Há 1.700 anos, um imperador romano ordenou aos cristãos que resolvessem suas diferenças e colocassem um ponto final em uma controvérsia teológica sobre a natureza de Cristo, a qual estava causando certa agitação nas igrejas do Oriente Médio.
Assim, um grupo de bispos se reuniu na cidade de Niceia (localizada na atual Turquia) e elaborou um documento que um estudioso recente chamou de “a primeira declaração de um credo a reivindicar o consenso universal e incondicional” dos seguidores de Jesus: o Credo Niceno.

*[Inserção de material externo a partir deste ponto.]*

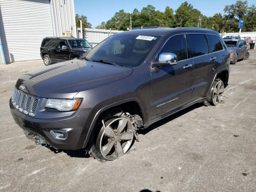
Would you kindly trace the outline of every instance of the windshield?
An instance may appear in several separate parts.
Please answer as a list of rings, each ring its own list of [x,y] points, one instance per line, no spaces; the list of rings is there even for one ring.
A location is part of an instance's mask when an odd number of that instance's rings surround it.
[[[94,61],[102,60],[122,67],[136,67],[144,61],[161,36],[113,35],[99,44],[84,56]]]
[[[69,39],[68,41],[72,49],[92,47],[91,45],[85,39]]]
[[[235,47],[237,44],[238,41],[224,41],[228,47]]]

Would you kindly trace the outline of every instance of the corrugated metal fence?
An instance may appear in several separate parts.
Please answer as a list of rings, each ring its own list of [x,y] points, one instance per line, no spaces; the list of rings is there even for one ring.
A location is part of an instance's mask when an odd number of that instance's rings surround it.
[[[251,38],[254,40],[256,40],[256,31],[255,32],[244,32],[244,33],[220,33],[220,34],[222,38],[227,36],[236,36],[238,35],[241,37],[250,37]]]
[[[77,28],[77,37],[80,38],[80,29],[78,28]],[[83,28],[83,29],[84,38],[88,43],[92,45],[92,47],[95,46],[110,36],[123,31],[118,30],[98,29],[90,28]]]

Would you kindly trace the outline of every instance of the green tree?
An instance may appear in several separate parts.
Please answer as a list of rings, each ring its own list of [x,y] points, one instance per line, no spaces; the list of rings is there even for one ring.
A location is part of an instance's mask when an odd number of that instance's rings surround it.
[[[78,14],[76,14],[76,27],[80,28],[80,20],[82,20],[83,28],[92,28],[92,24],[87,21],[87,17],[83,15],[80,16]]]
[[[165,10],[164,11],[164,13],[165,13],[165,16],[166,17],[166,24],[168,26],[168,19],[170,18],[172,19],[173,14],[173,10],[171,8],[170,8],[169,6],[167,6],[167,7],[165,8]]]
[[[139,15],[140,13],[139,11],[139,10],[136,8],[133,10],[133,12],[132,12],[132,14],[133,15]]]

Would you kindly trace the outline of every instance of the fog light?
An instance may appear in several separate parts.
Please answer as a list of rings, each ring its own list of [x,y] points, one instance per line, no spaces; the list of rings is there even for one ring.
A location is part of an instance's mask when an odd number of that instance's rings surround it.
[[[68,132],[66,131],[51,130],[50,132],[57,139],[66,140],[68,137]]]

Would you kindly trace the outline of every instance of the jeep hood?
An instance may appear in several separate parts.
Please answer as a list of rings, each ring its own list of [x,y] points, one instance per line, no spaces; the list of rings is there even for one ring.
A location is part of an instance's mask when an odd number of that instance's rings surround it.
[[[228,47],[228,50],[229,52],[232,52],[234,51],[234,52],[236,52],[236,48],[235,47]]]
[[[124,78],[130,68],[74,60],[36,69],[21,76],[16,85],[22,91],[45,98],[73,98],[78,92]]]

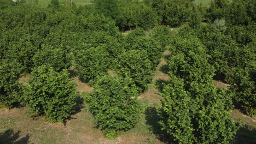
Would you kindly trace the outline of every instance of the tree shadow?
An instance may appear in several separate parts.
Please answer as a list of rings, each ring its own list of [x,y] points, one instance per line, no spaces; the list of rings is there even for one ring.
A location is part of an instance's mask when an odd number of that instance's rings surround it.
[[[0,143],[3,144],[26,144],[28,143],[30,136],[27,134],[24,137],[20,136],[20,131],[14,133],[13,130],[7,129],[0,133]]]
[[[155,81],[155,86],[158,91],[160,92],[162,92],[164,86],[168,84],[168,81],[158,79]]]
[[[158,123],[161,119],[155,107],[147,107],[145,110],[145,115],[146,124],[150,127],[149,130],[159,140],[165,143],[178,143],[171,139],[171,137],[167,134],[166,131],[161,129],[162,127]]]
[[[241,127],[236,133],[235,144],[256,143],[256,128],[246,125]]]

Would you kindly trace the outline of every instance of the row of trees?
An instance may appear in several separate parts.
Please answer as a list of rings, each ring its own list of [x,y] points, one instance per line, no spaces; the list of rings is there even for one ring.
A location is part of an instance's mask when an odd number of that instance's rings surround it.
[[[0,102],[7,107],[26,105],[33,114],[63,122],[80,97],[69,80],[73,65],[95,88],[83,96],[96,125],[115,138],[139,121],[137,98],[147,89],[171,44],[167,70],[171,80],[162,89],[159,122],[174,140],[229,143],[240,126],[230,119],[232,100],[255,115],[253,5],[217,1],[205,10],[192,1],[95,0],[65,9],[55,1],[48,8],[8,3],[1,7]],[[249,17],[246,22],[226,18],[226,13],[233,14],[233,4]],[[203,20],[210,23],[202,25]],[[155,27],[188,21],[189,26],[172,38],[168,27]],[[119,31],[135,27],[127,34]],[[147,35],[144,29],[153,27]],[[27,83],[20,83],[22,76]],[[230,89],[213,86],[213,77],[230,83]]]
[[[80,97],[70,81],[73,65],[79,78],[95,87],[84,98],[95,124],[114,138],[138,122],[137,98],[151,82],[170,29],[157,27],[146,37],[138,28],[122,35],[112,18],[88,11],[90,5],[67,10],[51,4],[1,10],[0,101],[9,108],[27,106],[31,116],[51,122],[65,122]],[[109,76],[108,70],[117,75]],[[24,77],[28,80],[22,83]]]

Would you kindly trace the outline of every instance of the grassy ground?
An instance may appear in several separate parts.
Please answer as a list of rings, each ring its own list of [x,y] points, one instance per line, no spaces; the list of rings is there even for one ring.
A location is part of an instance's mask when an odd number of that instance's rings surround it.
[[[48,6],[51,3],[51,0],[25,0],[27,3],[38,4],[42,6]],[[68,3],[68,0],[59,0],[61,5],[66,5]],[[91,0],[72,0],[76,5],[91,4]]]
[[[165,57],[170,53],[168,51],[165,51],[164,56],[155,71],[153,82],[149,84],[148,90],[138,98],[142,105],[139,122],[133,129],[123,132],[117,139],[107,140],[100,130],[95,128],[94,118],[88,112],[86,104],[77,110],[65,125],[49,123],[42,117],[34,119],[28,118],[26,116],[28,108],[26,107],[11,110],[2,107],[0,108],[0,143],[168,143],[171,140],[167,139],[168,137],[161,130],[158,123],[159,119],[158,109],[162,99],[159,88],[170,79],[163,68],[166,64]],[[114,74],[112,71],[109,73]],[[21,82],[25,84],[25,79],[21,79]],[[93,88],[79,81],[77,77],[71,80],[77,83],[77,91],[79,92],[91,92],[93,90]],[[222,88],[227,86],[219,81],[214,81],[214,83]],[[256,143],[256,117],[251,118],[237,109],[234,109],[231,114],[234,119],[246,124],[237,132],[235,143]]]
[[[195,0],[194,2],[196,4],[201,4],[205,5],[210,5],[212,1],[213,1],[213,0]]]

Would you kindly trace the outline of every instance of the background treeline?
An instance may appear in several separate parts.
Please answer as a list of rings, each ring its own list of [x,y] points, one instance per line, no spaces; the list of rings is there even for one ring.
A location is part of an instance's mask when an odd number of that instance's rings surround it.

Os protestantes têm uma relação complexa com essa declaração que fala sobre a Trindade, a Encarnação, a obra do Espírito Santo e a “Igreja una, santa, católica e apostólica”. Os evangélicos, que insistem na autoridade suprema das Escrituras e frequentemente se preocupam com qualquer coisa que se interponha entre as pessoas e a Palavra de Deus, têm demonstrado especial prudência em relação a ela.
Mas, nos últimos tempos, mais evangélicos têm usado este credo no culto. A CT conversou com vários pastores, autores e teólogos evangélicos para descobrir o porquê desse movimento.
As entrevistas foram editadas para maior concisão e clareza.
Glenn Packiam, autor de What’s a Christian, Anyway? [Afinal, o que é um cristão?]
O poder do Credo Niceno é que ele nos lembra de que a igreja é maior, mais antiga, mundial e histórica.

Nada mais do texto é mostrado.